Glen Mills actually began coaching as a schoolboy at Camperdown High!

Entering the school at age 13, young Glen fancied himself as a speedster on the track.

It was apparently all in the mind, however, as by the end of that first track season, he had abandoned his sprinting ambitions, convinced that this was not his destiny.

That did not end his fascination with track and field, however, as he continued to turn up at the field to observe the others in training.

The obvious interest shown by the youngster did not go unnoticed by the coach who, one day, summoned him over with a query: "Come here little man. I see you here every evening and you are not training any more. Why?"

Upon hearing the young boy's story of disillusionment, the coach, Henry McDonald Messam (also an attorney-at-law), promptly declared "You know what, you be my assistant!"

So, at age 14, at least in his own mind, Glen Mills was now, officially, a coach!

He started out keeping the register and doing other small chores assigned by the senior coach.

By fourth form, however, he had taken over the coaching of the Class Three boys. He grew into the job and, after graduating, remained at Camperdown as part of the coaching staff.

That reportedly did not sit well with the new sportsmaster who assigned the job of coaching the track and field team to a more experienced coach.

However, most of the better athletes defected to Mills' unofficial off-campus training camp, thereby forcing the school to give in to their demands that he be allowed to resume duties at the school.

Growing reputation

Such was the growing reputation of the young coach, Glen Mills, at Camperdown - the 'sprint factory'- that by the early 1970s, he was invited to join the national coaching programme.

"At Camperdown, we used to supply the national junior team with at least 50 per cent of the male sprinters and the JAAA selected me sometime around the early '70s to be one of the coaches of the Carifta team," he explained.

At Camperdown, Mills produced several outstanding sprinters. The best of them was Raymond Stewart who, weeks after leaving school, reached the men's 100m final at the Los Angeles Olympics. He later anchored the men's 4x100m to a silver medal. Stewart went on to reach two other Olympic 100m finals.
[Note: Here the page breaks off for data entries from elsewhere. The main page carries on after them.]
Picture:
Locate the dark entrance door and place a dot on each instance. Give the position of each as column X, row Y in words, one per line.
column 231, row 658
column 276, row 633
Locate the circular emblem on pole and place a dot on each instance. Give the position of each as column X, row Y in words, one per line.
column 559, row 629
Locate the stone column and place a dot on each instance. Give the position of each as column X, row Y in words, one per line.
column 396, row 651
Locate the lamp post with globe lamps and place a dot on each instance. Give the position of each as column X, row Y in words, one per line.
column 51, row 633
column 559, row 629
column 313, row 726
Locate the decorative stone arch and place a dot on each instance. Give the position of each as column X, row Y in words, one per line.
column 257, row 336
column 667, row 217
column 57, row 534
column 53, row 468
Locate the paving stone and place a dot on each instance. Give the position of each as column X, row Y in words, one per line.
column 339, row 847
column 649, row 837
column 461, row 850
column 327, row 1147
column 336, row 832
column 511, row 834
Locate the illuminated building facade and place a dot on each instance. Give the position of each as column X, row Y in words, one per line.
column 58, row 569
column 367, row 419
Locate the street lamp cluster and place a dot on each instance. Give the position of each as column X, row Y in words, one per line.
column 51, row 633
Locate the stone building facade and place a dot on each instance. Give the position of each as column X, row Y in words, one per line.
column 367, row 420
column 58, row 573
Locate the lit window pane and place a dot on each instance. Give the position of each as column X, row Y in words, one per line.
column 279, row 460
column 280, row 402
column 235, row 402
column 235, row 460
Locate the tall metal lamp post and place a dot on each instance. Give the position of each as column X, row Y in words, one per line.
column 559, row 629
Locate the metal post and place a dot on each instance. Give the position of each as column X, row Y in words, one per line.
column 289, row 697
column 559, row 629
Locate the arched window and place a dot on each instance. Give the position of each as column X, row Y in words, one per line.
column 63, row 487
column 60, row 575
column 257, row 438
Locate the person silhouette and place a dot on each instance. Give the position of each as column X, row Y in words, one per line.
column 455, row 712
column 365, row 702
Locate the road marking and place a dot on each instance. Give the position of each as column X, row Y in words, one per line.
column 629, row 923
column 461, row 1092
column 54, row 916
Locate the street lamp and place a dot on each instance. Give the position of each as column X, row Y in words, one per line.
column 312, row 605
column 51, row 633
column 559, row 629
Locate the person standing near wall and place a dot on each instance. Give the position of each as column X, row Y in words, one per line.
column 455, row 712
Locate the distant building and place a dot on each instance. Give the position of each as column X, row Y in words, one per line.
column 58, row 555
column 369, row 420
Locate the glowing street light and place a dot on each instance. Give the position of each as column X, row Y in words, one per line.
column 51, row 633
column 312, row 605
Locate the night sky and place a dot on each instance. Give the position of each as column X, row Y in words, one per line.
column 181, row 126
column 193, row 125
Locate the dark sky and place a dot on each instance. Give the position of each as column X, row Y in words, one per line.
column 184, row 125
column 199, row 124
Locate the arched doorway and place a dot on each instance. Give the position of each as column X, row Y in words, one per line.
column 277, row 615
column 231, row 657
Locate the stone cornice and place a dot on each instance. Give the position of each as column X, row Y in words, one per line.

Mills also coached former national representatives Leroy Reid, Garfield Campbell and Carey Johnson.

During his career, Mills has received diplomas from the International Olympic Committee training centre in Mexico and High-Level Sprint Tech training at the IAAF Training Centre in Puerto Rico.

Today, as national senior team coach for Jamaica to the Olympics and other major games and championships, Mills has come a far way from those early days.

Speaking with the wisdom of his years in the field, Coach Mills continues to entreat Jamaican fans to be more appreciative of the achievements of the country's athletes.

"We can always win more medals but one has to be practical. Jamaica stands at about number three in the world in sprinting. That's extraordinary!" he asserted.

Investing in sports

To win more medals, he contends, the country must invest more money in the athletics programme. By investing ade-quately in track and field, he contends, Jamaica could double its average medal count at the top meets in short order.

He is not just thinking of the traditional sprint events, however, pointing out that there is an emerging trend towards being in contention for medals in disciplines such as the shot putt, and the decathlon.

In addition to his national duties, Mills is now coaching a growing list of world-class athletes including Usain Bolt, Aleen Bailey, and Xavier Brown. He also coached Kim Collins (former 100m World Champion) for several years.

Not bad for a boy who gave up his early ambitions to be a sprinter.

Early recognition of one lim-itation gave way to a career of seemingly limitless possibilities.